The exponential function does amplify a lot the discrepancy between the values (now $sunny$ has probability almost 1), but it is the common way of transforming real numbers into a probability distribution:

\[P(X = x) = \frac{\exp({A_x})}{\sum_{i \in \mathcal{X}}{~\exp({A_i})}}\]

This formula goes by the name of softmax and you should totally get super used to it: it appears everywhere in Machine Learning!

Ok… but… so what? How is this even useful?

More or less at the same time I was writing this blog post, I was preparing some class related to Deep Learning that I was supposed to present at the University of Fribourg (in November/2017). I thought it would be a good idea to introduce the exact same discussion above to the people there. When I reached this part of the lecture, it became actually quite hard to find good reasons why knowing all of the above was useful.

One reason, however, came to my mind, that I liked. If you know that the vector you have is a distribution (i.e., if you are able to interpret it this way), then all of the results you know from Information Theory should automatically apply. Most importantly, the discussion above should be able to justify why you would like to use the Cross-Entropy as a loss function to train your neural network. To make things clearer, let’s say that you were given many images of digits written by hand (like those I referred to in my previous blog post):

MNIST digits

Now let’s say that you wanted to train a neural network that, given any of these images, would output the “class” that it belongs to. For example, in the image above, the first image is of the “class” 5, the second image is of the the class 0, and so on. If you are used to backpropagation then you would (probably thoughtlessly) write your code using something like the categorical_crossentropy of tflearn (or anything equivalent).
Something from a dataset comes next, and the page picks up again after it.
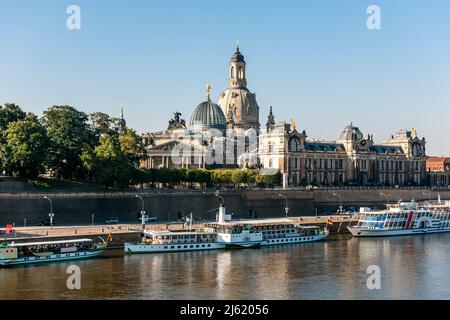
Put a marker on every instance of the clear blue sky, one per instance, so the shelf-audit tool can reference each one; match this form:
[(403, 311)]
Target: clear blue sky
[(312, 60)]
This function receives the output of the network (the values “predicted” by the network) and the expected output. This expected output is normally a one-hot encoded vector, i.e., a vector with zeros in all positions, except for the position corresponding to the class of the input, where it should have a 1. In our example, if the first position corresponds to the class 0, then every time we gave a picture of a 0 to the network we would also use, in the call to our loss function, a one-hot encoded vector with a 1 in the first position. If the second position corresponded to the class 1, then every time we gave a picture of a 1 to the network we would also give a one-hot encoded vector with a 1 in the second position to our loss function.
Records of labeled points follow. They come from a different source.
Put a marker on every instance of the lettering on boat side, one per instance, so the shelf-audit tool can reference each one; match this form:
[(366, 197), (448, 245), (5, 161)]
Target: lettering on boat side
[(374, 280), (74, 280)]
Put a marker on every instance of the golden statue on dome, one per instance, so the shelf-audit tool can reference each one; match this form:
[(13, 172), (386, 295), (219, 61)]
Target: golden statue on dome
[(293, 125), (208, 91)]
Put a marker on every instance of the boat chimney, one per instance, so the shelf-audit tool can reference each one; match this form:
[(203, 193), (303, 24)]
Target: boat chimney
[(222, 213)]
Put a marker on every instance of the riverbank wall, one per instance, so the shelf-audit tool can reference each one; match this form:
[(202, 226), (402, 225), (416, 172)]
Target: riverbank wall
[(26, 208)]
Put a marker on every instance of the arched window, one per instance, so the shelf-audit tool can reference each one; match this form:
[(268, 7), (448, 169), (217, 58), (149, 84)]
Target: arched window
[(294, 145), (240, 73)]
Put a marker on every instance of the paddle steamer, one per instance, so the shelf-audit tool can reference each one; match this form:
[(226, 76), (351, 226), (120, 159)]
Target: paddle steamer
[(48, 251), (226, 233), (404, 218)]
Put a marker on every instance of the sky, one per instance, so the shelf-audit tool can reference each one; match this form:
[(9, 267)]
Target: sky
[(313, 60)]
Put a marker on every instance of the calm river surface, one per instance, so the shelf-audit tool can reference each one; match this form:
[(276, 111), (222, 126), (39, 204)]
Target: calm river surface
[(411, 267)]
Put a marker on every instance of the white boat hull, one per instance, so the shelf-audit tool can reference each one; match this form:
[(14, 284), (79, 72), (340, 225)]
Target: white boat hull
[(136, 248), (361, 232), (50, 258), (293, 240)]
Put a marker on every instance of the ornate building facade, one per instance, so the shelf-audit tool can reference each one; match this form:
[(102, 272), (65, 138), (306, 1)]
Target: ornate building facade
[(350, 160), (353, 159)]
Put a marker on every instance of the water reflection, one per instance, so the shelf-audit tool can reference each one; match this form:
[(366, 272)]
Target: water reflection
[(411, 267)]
If you look at these two vectors, you will realize that both of them can be interpreted as probability distributions: the “predicted” vector (the vector output by the network) is the output of a softmax layer; and the “one-hot” encoded vector always sums up to 1 (because it has zeros in all positions except one of them). Since both of them are distributions, then we can calculate the cross-entropy $H(expected, predicted)$ as

\[H(expected, predicted) = - \sum_i{expected_i \log(predicted_i)}\]

and this value will be large when the predicted values are very different from the expected ones, which sounds like exactly what we would like to have as a loss function.

Conclusion

Everything discussed in this blog post was extremely basic. I would have been very thankful, however, if anyone had told me these things before. I hope this will be helpful to people who are starting with Machine Learning.